Robert McMillan

Defcon: Cybercriminals taking cues from Mafia, says FBI

August 06, 2006 (IDG News Service) The Web site offered to sell stolen credit card information for $100, but it was the title of the poster that caught FBI agent Thomas X Grasso Jr.'s attention. The cybercriminal identified himself as a "Capo di capo" -- a boss of bosses, in Mafia parlance.

As money has become the driving force behind online threats, cybercriminals have been taking a page from organized crime, adopting the same kind of organizational structures as these older crime groups, Grasso told an audience Friday at the Defcon hacker conference. Defcon immediately follows Black Hat, its sister show.
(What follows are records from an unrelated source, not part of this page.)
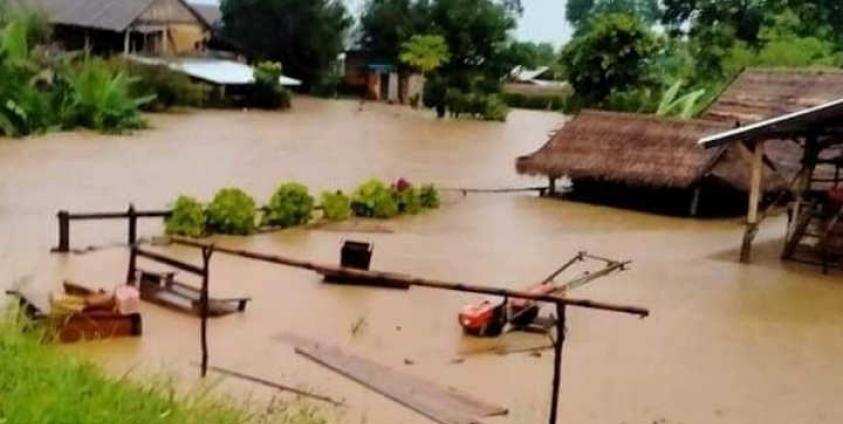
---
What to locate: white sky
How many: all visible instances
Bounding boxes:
[189,0,571,46]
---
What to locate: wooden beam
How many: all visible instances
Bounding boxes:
[741,141,764,263]
[169,237,650,318]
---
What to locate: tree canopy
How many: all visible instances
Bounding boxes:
[221,0,353,86]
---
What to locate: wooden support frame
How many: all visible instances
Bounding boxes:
[740,141,764,263]
[51,204,173,253]
[165,237,650,424]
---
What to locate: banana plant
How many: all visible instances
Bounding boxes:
[656,81,705,119]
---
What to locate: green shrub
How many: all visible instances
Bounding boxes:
[0,314,327,424]
[419,184,439,209]
[483,94,509,122]
[320,191,352,221]
[111,59,210,111]
[310,72,342,98]
[205,188,257,235]
[351,179,398,218]
[66,58,154,132]
[164,196,205,237]
[263,182,314,227]
[445,89,509,121]
[246,62,291,109]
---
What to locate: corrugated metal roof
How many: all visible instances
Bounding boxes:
[21,0,155,32]
[15,0,208,32]
[132,57,301,87]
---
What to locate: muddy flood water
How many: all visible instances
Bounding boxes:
[0,98,843,424]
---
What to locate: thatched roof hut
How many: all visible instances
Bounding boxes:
[703,69,843,125]
[516,110,782,191]
[516,69,843,212]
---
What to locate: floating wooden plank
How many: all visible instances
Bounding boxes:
[278,333,508,424]
[138,270,251,317]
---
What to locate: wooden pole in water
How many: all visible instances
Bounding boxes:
[199,245,214,378]
[126,203,138,246]
[741,141,764,263]
[170,237,650,318]
[56,211,70,253]
[548,303,565,424]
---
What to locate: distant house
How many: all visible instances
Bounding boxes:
[516,110,785,215]
[342,50,424,104]
[516,69,843,214]
[17,0,210,56]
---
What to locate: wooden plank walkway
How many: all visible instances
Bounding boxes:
[277,333,509,424]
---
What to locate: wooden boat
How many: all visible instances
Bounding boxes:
[6,282,143,343]
[458,252,629,337]
[134,269,252,317]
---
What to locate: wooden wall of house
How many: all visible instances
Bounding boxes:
[134,0,202,27]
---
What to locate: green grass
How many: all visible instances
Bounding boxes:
[0,317,327,424]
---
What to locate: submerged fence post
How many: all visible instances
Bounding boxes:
[53,211,70,253]
[126,203,138,246]
[548,302,565,424]
[199,246,214,378]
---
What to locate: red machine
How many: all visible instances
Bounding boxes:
[459,252,630,337]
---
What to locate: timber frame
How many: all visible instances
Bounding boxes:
[699,99,843,269]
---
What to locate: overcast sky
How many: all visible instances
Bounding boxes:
[189,0,571,45]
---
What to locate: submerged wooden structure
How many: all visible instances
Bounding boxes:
[170,237,650,424]
[516,69,843,215]
[699,96,843,271]
[6,282,143,343]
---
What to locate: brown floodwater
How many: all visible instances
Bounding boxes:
[0,98,843,424]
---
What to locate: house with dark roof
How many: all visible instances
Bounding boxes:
[17,0,210,56]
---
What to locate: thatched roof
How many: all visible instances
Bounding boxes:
[517,69,843,189]
[16,0,208,32]
[516,110,782,190]
[703,69,843,125]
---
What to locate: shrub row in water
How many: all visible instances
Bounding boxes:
[165,178,439,237]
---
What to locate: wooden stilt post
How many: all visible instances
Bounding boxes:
[548,302,565,424]
[126,203,138,246]
[55,211,70,253]
[123,28,132,56]
[199,246,214,378]
[741,141,764,263]
[689,186,702,216]
[126,245,138,286]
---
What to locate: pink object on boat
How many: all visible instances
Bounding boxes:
[114,286,140,315]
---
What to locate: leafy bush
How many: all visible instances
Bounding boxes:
[205,188,257,235]
[419,184,439,209]
[351,179,398,218]
[247,62,291,109]
[320,191,352,221]
[68,58,155,132]
[111,59,210,111]
[392,178,422,214]
[263,183,314,227]
[562,13,658,105]
[445,89,509,121]
[164,196,205,237]
[310,72,342,98]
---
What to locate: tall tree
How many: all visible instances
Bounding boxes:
[221,0,352,86]
[562,13,658,106]
[565,0,661,29]
[360,0,430,62]
[430,0,515,88]
[662,0,782,44]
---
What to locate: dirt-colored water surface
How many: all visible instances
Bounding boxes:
[0,98,843,424]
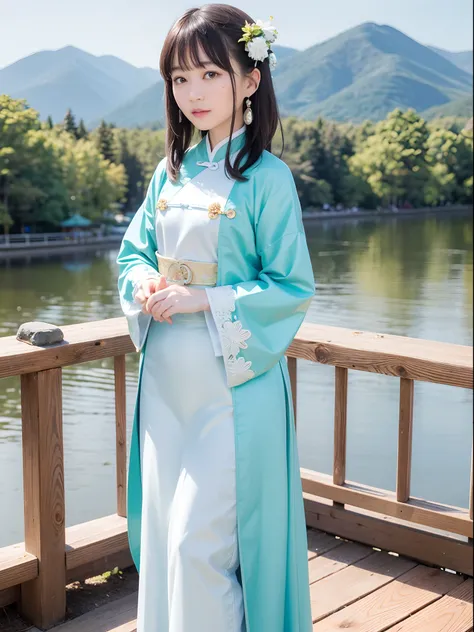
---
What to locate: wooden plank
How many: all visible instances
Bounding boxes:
[469,444,474,520]
[114,355,127,517]
[397,377,414,503]
[288,358,298,428]
[307,529,343,560]
[0,586,20,608]
[0,544,38,590]
[387,579,472,632]
[313,566,462,632]
[0,317,473,388]
[21,369,66,628]
[308,542,374,584]
[304,495,473,576]
[0,317,135,378]
[333,366,348,485]
[66,514,128,570]
[301,468,472,538]
[286,323,473,388]
[310,553,416,622]
[48,593,136,632]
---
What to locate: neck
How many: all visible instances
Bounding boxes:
[208,115,244,151]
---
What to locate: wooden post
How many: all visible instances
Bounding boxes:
[469,442,474,520]
[288,358,298,428]
[20,369,66,629]
[333,366,348,485]
[114,355,127,517]
[397,377,414,503]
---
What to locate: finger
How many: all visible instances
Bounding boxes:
[135,290,146,303]
[161,306,175,324]
[156,276,168,290]
[146,288,169,312]
[151,299,170,323]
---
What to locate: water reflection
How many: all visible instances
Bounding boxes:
[0,216,473,546]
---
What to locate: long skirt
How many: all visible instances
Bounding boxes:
[137,312,245,632]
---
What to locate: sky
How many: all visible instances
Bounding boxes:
[0,0,473,68]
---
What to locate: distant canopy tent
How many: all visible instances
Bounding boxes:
[61,213,92,228]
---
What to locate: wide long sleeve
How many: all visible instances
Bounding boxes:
[117,160,166,351]
[206,165,314,387]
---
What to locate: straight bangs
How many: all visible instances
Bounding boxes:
[160,4,283,181]
[160,23,234,83]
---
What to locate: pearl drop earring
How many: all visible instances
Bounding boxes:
[244,99,253,125]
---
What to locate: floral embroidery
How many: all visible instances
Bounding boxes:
[221,320,250,357]
[206,285,255,386]
[128,263,161,302]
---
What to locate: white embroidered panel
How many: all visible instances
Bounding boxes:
[206,285,255,386]
[155,156,239,356]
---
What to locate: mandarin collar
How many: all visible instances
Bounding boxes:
[197,125,247,170]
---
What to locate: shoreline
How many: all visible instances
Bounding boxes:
[0,204,473,261]
[303,204,473,222]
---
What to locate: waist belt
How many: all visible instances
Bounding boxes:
[156,253,217,285]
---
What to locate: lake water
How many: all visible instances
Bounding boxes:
[0,214,473,546]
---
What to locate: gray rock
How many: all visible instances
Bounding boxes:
[16,321,64,347]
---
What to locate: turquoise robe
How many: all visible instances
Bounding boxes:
[117,131,314,632]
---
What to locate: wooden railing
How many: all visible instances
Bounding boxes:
[0,230,123,253]
[0,318,473,629]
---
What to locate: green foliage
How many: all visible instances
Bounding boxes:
[0,95,127,232]
[0,95,473,232]
[97,121,115,162]
[63,110,77,138]
[76,119,89,140]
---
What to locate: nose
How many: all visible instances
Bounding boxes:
[188,81,203,103]
[189,90,202,103]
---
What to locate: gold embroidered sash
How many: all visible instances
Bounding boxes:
[156,253,217,286]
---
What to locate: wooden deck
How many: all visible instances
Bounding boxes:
[30,529,473,632]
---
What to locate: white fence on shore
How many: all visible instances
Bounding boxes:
[0,230,122,251]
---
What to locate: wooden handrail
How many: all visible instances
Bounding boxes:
[0,318,474,628]
[0,317,473,388]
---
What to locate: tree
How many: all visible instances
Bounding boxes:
[63,110,77,138]
[76,119,89,140]
[97,120,115,162]
[117,130,144,210]
[349,109,429,206]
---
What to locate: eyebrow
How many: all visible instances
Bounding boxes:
[171,61,214,72]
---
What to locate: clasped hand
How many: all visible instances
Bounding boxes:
[135,276,209,324]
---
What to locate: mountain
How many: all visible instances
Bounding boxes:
[429,46,472,75]
[101,46,299,127]
[0,46,159,121]
[0,28,473,127]
[275,23,472,122]
[98,80,165,127]
[423,94,473,121]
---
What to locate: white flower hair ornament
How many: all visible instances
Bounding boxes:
[239,17,278,72]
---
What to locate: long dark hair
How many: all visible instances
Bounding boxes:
[160,4,283,182]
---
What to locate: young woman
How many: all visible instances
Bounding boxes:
[118,4,314,632]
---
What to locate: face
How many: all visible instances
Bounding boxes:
[171,45,260,142]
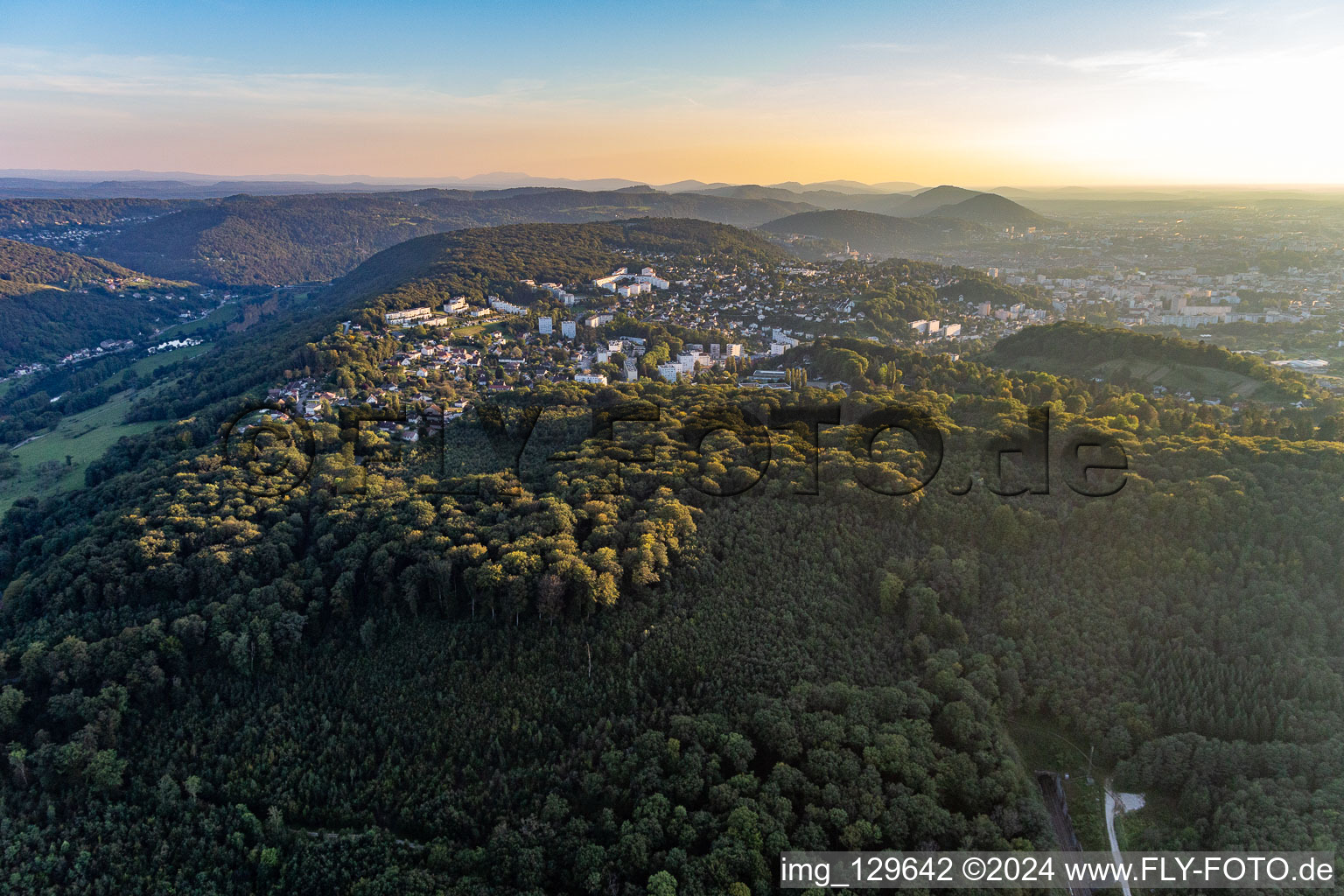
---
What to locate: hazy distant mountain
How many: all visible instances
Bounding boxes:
[659,180,734,193]
[0,239,148,296]
[682,184,818,204]
[926,193,1055,228]
[0,239,196,374]
[760,209,986,256]
[892,184,981,218]
[76,184,815,284]
[0,178,430,199]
"This organized crime group, Carderplanet, organized themselves into the same structure as the Italian Mafia," said Grasso, a supervisory special agent who works at the National Cyber Forensics & Training Alliance.

And the costs of cybercrime are steep. The FBI estimates that it cost the U.S. more than $67 billion last year, Grasso said.

To illustrate how sophisticated these cybercriminals are, Grasso then played a slick promotional video offering Carderplanet "business" services. It could easily have been mistaken for a legitimate IT consulting ad.

"Just so there's no confusion here, these guys are not doing something legal," he told the audience after playing the video.

The Carderplanet Web site has now been shut down and the FBI is working with other law enforcement agencies in eastern Europe to put the group completely out of business.

But Carderplanet is just one part of a larger confederation of online criminals called the International Carder's Alliance. They use known Web sites and IRC (Internet Relay Chat) channels to coordinate their online attacks.

"This is really the heart of organized cybercrime," Grasso said of the alliance. Many other cybercrime groups, with names such as Mazafaka, Shadowcrew, and IAACA (the International Association for the Advancement of Criminal Activity), are affiliated with this organization.

One reason for the similarities between cybercriminals and traditional organized crime is that the gangs themselves increasingly are becoming involved in online crime.

"The [criminal activities] area is crowded, and cybercrime is a great outlet for these groups to move into," Grasso said.

"The average take on a bank robbery is, like, $3,000. The persons committing that crime run an extremely high risk of something bad happening to them," he said. "You can run a phishing scam and make hundreds of thousands of dollars. You can be a spammer and be rich off your rocker."